1 Introduction

Quantum machine learning has emerged as a promising application for near-term quantum computers. Popular quantum machine learning algorithms like quantum kernel methods (Havlíček et al. 2019; Schuld and Killoran 2019; Haug et al. 2023) and quantum neural networks (QNNs) (Cerezo et al. 2021; Mitarai et al. 2018; Farhi and Neven 2018; Schuld et al. 2014) have been studied. QNNs, particularly deep QNNs, exhibit remarkable expressibility (Abbas et al. 2021; Sim et al. 2019; Schuld et al. 2021), but the limitations of current quantum devices, such as restricted qubit counts and constrained circuit depths, reduce the model complexity. In addition, QNNs suffer from optimization problems of vanishing gradients during optimization (McClean et al. 2018; Cerezo et al. 2021; Wang et al. 2021).

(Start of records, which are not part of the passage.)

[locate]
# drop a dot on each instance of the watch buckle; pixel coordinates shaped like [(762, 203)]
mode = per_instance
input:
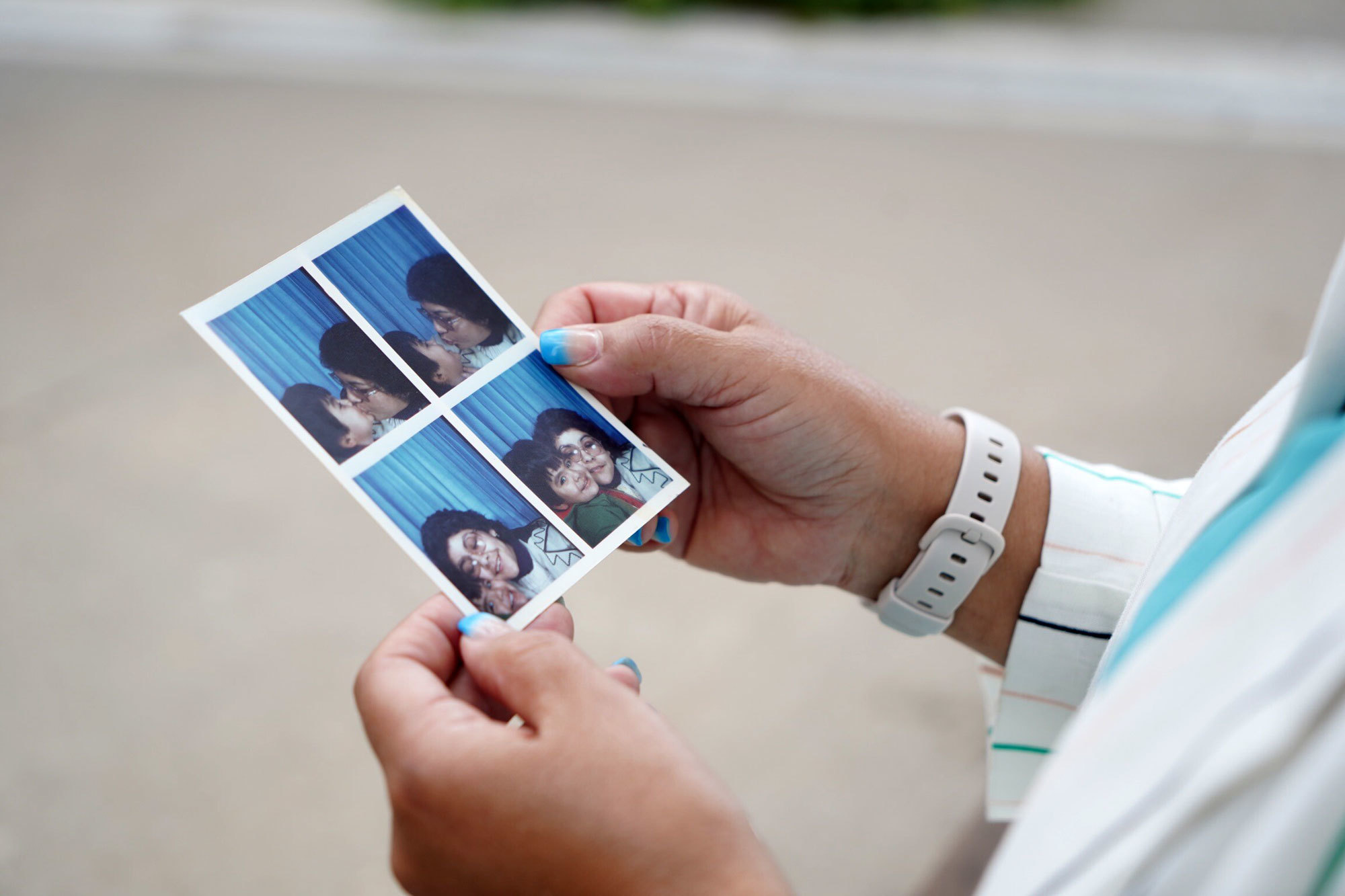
[(972, 532)]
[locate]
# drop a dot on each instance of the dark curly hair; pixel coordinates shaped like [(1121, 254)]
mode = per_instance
[(346, 349), (439, 280), (553, 421), (443, 524), (404, 345), (533, 463), (311, 407)]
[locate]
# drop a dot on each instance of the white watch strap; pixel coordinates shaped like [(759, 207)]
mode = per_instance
[(968, 540)]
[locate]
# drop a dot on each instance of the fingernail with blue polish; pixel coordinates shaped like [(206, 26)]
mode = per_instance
[(630, 663), (482, 626), (572, 346)]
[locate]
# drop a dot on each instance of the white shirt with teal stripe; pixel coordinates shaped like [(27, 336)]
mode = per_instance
[(1172, 713)]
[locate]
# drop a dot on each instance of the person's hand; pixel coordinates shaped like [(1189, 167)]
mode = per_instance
[(802, 471), (594, 794)]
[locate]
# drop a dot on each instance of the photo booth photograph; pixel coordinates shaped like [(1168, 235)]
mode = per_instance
[(332, 378), (430, 310), (486, 538), (562, 448)]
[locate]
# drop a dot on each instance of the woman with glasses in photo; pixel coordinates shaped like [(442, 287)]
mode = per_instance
[(372, 381), (614, 464), (463, 317)]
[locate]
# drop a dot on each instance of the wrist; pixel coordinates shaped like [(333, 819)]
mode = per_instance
[(922, 470), (918, 470)]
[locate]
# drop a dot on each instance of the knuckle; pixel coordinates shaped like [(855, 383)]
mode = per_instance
[(406, 868), (362, 682), (656, 334)]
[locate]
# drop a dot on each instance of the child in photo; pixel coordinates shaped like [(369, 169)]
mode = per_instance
[(465, 318), (371, 378), (571, 490), (340, 425), (618, 466), (439, 368), (498, 596), (478, 553)]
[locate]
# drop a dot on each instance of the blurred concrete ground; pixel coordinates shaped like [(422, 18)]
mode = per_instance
[(188, 595)]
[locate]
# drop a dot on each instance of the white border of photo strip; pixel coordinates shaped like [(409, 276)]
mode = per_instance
[(439, 407)]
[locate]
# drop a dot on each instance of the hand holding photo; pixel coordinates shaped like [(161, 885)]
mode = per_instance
[(424, 395)]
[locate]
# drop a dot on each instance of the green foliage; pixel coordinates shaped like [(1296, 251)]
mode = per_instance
[(801, 9)]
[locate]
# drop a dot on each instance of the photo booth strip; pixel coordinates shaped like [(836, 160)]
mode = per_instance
[(357, 270)]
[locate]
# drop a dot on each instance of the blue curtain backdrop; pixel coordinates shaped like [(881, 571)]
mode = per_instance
[(371, 270), (276, 333), (434, 470), (505, 409)]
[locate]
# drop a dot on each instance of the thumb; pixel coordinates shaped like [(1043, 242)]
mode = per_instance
[(653, 354), (537, 674)]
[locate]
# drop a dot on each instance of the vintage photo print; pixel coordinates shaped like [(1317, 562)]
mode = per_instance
[(424, 303), (485, 537), (506, 490), (322, 368), (563, 448)]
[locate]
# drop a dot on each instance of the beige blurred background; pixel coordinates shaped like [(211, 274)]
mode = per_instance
[(1108, 227)]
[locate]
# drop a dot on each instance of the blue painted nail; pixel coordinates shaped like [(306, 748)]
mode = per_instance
[(574, 346), (482, 626), (630, 663)]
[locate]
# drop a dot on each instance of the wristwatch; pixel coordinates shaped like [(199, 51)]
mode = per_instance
[(966, 541)]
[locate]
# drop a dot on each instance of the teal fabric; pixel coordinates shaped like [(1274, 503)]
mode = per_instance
[(1286, 470)]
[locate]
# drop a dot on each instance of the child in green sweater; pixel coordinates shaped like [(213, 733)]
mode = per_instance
[(592, 512)]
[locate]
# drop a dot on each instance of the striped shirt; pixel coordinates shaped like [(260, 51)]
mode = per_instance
[(1210, 759)]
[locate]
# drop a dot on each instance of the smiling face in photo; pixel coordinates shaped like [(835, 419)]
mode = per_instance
[(371, 397), (482, 555), (574, 483), (454, 327), (580, 448), (502, 598)]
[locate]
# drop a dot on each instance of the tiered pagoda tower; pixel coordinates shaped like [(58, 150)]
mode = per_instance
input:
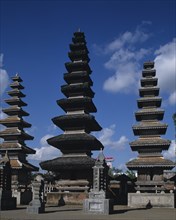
[(150, 163), (14, 136), (76, 143)]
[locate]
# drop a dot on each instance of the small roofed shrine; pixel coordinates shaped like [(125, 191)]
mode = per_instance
[(14, 136), (74, 167), (6, 200), (150, 162)]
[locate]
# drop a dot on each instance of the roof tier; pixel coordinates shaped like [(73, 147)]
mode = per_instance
[(15, 101), (78, 77), (15, 110), (75, 104), (77, 122), (150, 143), (78, 47), (148, 91), (149, 73), (82, 89), (79, 55), (77, 142), (15, 134), (149, 114), (14, 121), (150, 128), (16, 92), (150, 162), (17, 164), (16, 146), (149, 82), (16, 85), (149, 102), (148, 65), (68, 163), (77, 66)]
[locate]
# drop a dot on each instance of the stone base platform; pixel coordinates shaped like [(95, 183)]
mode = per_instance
[(8, 204), (66, 198), (98, 206), (149, 200)]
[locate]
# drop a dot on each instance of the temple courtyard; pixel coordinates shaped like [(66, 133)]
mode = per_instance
[(76, 212)]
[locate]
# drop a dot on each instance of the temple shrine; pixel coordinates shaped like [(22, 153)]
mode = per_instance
[(150, 162), (74, 167), (14, 136)]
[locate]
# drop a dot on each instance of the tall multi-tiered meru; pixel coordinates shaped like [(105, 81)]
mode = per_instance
[(14, 136), (74, 167), (150, 163)]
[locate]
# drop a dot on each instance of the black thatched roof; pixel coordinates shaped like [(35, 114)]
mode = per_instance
[(68, 163)]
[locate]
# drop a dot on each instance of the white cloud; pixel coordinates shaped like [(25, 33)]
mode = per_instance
[(45, 152), (4, 78), (125, 59), (171, 153), (106, 137), (129, 38)]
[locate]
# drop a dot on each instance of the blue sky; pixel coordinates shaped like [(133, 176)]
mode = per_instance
[(121, 35)]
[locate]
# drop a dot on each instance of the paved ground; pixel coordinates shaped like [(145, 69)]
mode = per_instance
[(76, 213)]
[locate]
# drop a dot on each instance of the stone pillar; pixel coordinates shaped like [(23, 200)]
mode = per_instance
[(37, 205), (97, 203), (7, 202)]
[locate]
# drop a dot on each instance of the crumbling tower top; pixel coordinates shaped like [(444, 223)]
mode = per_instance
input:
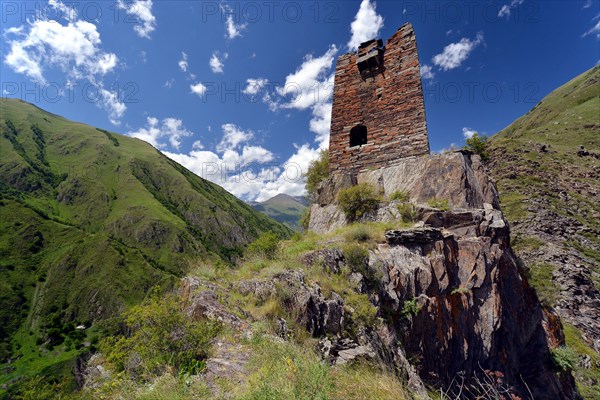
[(378, 112)]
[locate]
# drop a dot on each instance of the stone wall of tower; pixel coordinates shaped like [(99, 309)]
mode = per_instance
[(388, 102)]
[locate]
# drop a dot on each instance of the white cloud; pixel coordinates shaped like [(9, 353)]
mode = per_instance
[(427, 72), (142, 10), (183, 64), (216, 62), (506, 9), (309, 87), (452, 147), (169, 83), (232, 29), (595, 29), (312, 83), (198, 89), (111, 103), (455, 54), (250, 174), (366, 25), (254, 86), (171, 129), (243, 169), (468, 133), (233, 136), (71, 46)]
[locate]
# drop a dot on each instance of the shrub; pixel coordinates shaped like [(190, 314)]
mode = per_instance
[(161, 335), (440, 204), (359, 233), (400, 195), (266, 245), (478, 145), (410, 308), (564, 358), (305, 219), (358, 200), (407, 212), (357, 257), (318, 171)]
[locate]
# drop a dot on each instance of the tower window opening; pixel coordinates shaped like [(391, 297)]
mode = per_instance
[(358, 135)]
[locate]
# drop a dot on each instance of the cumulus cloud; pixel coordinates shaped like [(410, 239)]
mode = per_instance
[(310, 84), (233, 136), (468, 133), (183, 64), (254, 86), (171, 129), (249, 173), (216, 62), (169, 83), (427, 72), (71, 46), (506, 9), (310, 87), (198, 88), (232, 29), (455, 54), (595, 29), (366, 25), (244, 169), (142, 10)]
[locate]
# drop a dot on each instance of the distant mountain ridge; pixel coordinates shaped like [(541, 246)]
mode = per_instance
[(91, 220), (283, 208)]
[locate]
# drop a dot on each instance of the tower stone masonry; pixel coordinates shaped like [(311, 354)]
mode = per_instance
[(378, 112)]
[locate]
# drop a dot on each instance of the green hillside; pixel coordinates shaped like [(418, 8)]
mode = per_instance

To mitigate these problems, a promising direction in QNNs research is the development of distributed algorithms across multiple quantum devices (Pira and Ferrie 2023). An advantage of distributed QNNs is reported that a kind of distributed QNNs offers an exponential reduction in communication for inference and training compared to classical neural networks using gradient descent optimization (Gilboa and McClean 2023). Additionally, a distributed approach allows us to accelerate simulation by directly partitioning a given problem for parallel computation, for example, by distributing data to multiple quantum circuits for digit recognition or distributing the calculation of partitioned Hamiltonians for variational quantum eigensolvers (Du et al. 2021). Another approach enables us to approximate the evaluation of outputs of a large quantum circuit by reconstructing it from the results of small quantum circuits (Marshall et al. 2023). This is achieved by a circuit cutting technique, i.e., expressing two-qubit gates as a sum of the tensor products of single-qubit unitaries (Bravyi et al. 2016). This approach, however, requires an exponential number of small quantum circuit evaluations. Further research into distributed QNNs frameworks that fully utilize multiple quantum computers while overcoming hardware limitations is required.

Fig. 1
figure 1

The flow of our distributed approach over \(n_\text {qc}\) QNNs. First, we equally partition features \(\varvec{x}_i\) into \(\{\varvec{x}_{i,j}\}_{j=1}^{n_\text {qc}}\). We input partitioned features \(\{\varvec{x}_{i,j}\}_{j=1}^{n_\text {qc}}\) to variational quantum circuits \(\{U(\varvec{x}_{i,j},\varvec{\phi }_j)\}_{j=1}^{n_\text {qc}}\). Then, we evaluate a loss function using the sum of expectation values as outputs from the quantum circuits and optimize the parameters \(\{\varvec{\phi }_j\}_{j=1}^{n_\text {qc}}\) in quantum circuits to minimize the loss function

In this paper, we introduce a novel approach utilizing distributed QNNs for processing separately partitioned features over multiple QNNs to avoid using circuit cutting techniques. Specifically, we partition the input features and separately encode them into distinct QNNs. We then sum the expectation values from the QNNs to make predictions. Unlike the recent study in Ref. Wu et al. (2022) that used distributed QNNs via encoding significantly downscaled partitioned features for feature extraction and another QNN to perform binary classification of the MNIST dataset via encoding the extracted features, our approach requires fewer qubits and can handle the entire MNIST dataset of \(28\times 28\) features and 60000 training data. So, our approach is more efficient for large features and multi-class classification. We numerically investigate the performance of our proposed distributed QNNs approach.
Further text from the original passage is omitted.